Après une courte incursion dans le système Hollywoodien, Park Chan-Wook revient au cinéma coréen avec “Mademoiselle”, toujours dans un univers baroque.
Avant de voir le film, je pense qu’il est important de s’accorder sur un point. Ce film est très loin de ce qu’a pu faire le réalisateur auparavant, dans sa trilogie de la vengeance par exemple. Dans le cas présent, il s’agit plutôt d’une histoire d’amour codifiée comme un thriller. Ici, la violence est plus psychologique que graphique et, au final, on a un film plutôt “doux” (c’est d’ailleurs comme ça que Park Chan-wook a présenté son film avant la séance). La love story qui sert de fil rouge à l’histoire est vraiment réussie puisque la caractérisation de ces deux personnages et la mise en scène vont de paire pour un résultat très touchant et sulfureux. Le film est rythmé par des ruptures de ton assez fréquentes, mais toujours brillamment exécutées. On passe donc, comme je le disais précédemment, de séquences romantiques très touchantes à d’autres où l’érotisme délicat laisse place à une tension beaucoup plus palpable et parfois violente.
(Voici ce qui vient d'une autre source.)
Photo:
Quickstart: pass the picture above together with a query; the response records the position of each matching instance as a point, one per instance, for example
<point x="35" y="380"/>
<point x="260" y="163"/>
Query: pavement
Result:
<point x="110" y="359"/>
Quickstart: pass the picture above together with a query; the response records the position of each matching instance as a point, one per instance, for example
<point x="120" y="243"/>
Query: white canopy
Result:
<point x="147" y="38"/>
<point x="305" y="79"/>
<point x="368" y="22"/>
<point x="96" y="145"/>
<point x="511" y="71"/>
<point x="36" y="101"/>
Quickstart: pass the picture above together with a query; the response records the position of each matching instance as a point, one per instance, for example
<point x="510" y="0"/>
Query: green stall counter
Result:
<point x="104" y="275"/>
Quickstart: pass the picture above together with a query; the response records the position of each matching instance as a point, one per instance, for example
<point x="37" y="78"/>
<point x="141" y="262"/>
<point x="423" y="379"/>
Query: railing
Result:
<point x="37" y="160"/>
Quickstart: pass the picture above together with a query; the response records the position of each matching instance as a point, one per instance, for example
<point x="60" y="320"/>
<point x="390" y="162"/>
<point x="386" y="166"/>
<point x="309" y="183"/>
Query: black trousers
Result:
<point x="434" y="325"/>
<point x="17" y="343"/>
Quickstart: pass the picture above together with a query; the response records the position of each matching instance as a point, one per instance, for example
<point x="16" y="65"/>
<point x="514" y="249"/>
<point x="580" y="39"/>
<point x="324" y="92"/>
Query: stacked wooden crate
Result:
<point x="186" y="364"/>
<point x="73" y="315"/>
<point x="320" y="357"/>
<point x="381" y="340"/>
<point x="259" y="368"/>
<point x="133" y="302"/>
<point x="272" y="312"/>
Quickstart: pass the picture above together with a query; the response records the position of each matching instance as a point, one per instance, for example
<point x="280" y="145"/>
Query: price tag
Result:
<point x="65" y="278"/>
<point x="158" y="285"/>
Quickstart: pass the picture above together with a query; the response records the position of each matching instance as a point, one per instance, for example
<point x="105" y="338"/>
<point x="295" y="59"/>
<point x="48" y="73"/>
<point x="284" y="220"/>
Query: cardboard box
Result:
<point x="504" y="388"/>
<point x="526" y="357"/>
Mais, comme dans beaucoup de métrages Coréens, le film est traversé par une ironie mordante et contient même des scènes vraiment drôles. Et tous ces tons sont maniés brillamment, de sorte à ce que le passage de l’un à l’autre soit naturel.
Si le film est aussi à l’aise avec tous ces genres qu’il cumule, c’est surtout grâce au travail de la mise en scène. Le découpage est utilisé comme véhicule pour les émotions et les différents tons. Dans sa globalité, le métrage est filmé de façon à sublimer son visuel baroque : des cadres millimétrés, parfois symétriques, de longs mouvements de caméra à la grue (notamment lors de la découverte de la maison par l’héroïne). Mais Park Chan-Wook se plaît à casser cette mise en scène pour renforcer l’intimité de certaines séquences (gros plans, rythme plus lent…) ou même leur intensité (caméra à l’épaule, découpage plus dynamique…). Et pour conférer au film une identité visuelle propre malgré la variété de sa mise en scène, l’équipe a énormément travaillé son esthétique. La photographie de Chung Hoon-Chung est à tomber, je pense qu’on tient là la plus belle photo de l’année tant elle suscite la rétine et nos émotions (splendides scènes d’amour sublimées par une lumière divine). La production design est elle aussi remarquable : les décors et les costumes mélangent la culture japonaise à du baroque purement anglais pour un résultat plutôt original.
Autre aspect brillant du film : sa structure narrative. Cependant, difficile d’en dire trop sans spoiler. Les trois premiers quart d’heures du film racontent donc le début d’une histoire d’amour touchante entre deux femmes sur fond de conspiration, tout ceci jusqu’à un twist. Mais en est-ce vraiment un ? En effet, la deuxième partie déconstruit l’histoire à laquelle on vient d’assister et vire plus dans le thriller (parfois glauque). Cependant, cette seconde partie a une signification forte vis-à-vis de l’importance du montage au cinéma. En effet, le spectateur se rend alors compte qu’il suffit d’amputer certaines scènes de quelques secondes ou même un seul plan pour raconter une tout autre histoire, qui se base pourtant sur une continuité assez semblable. Enfin, la troisième partie conclut brillament le mélange des genres du film avec sadisme (on reconnait bien Park Chan-Wook) et douceur. Le contexte du film est très intéressant, puisqu’il permet de parler d’une période charnière de la Corée du Sud : sa colonisation par le Japon. En n’abordant ce thème qu’en filigrane, Park Chan-Wook développe son point de vue (peu rancunier) en utilisant l’histoire d’amour comme métaphore, ne noyant donc pas son intrigue dans son propos.
Park Chan-Wook signe donc avec “Mademoiselle” un grand film en costume, porté par des acteurs impeccables et une mise en scène brillante. On tient là un des meilleurs films de l’année.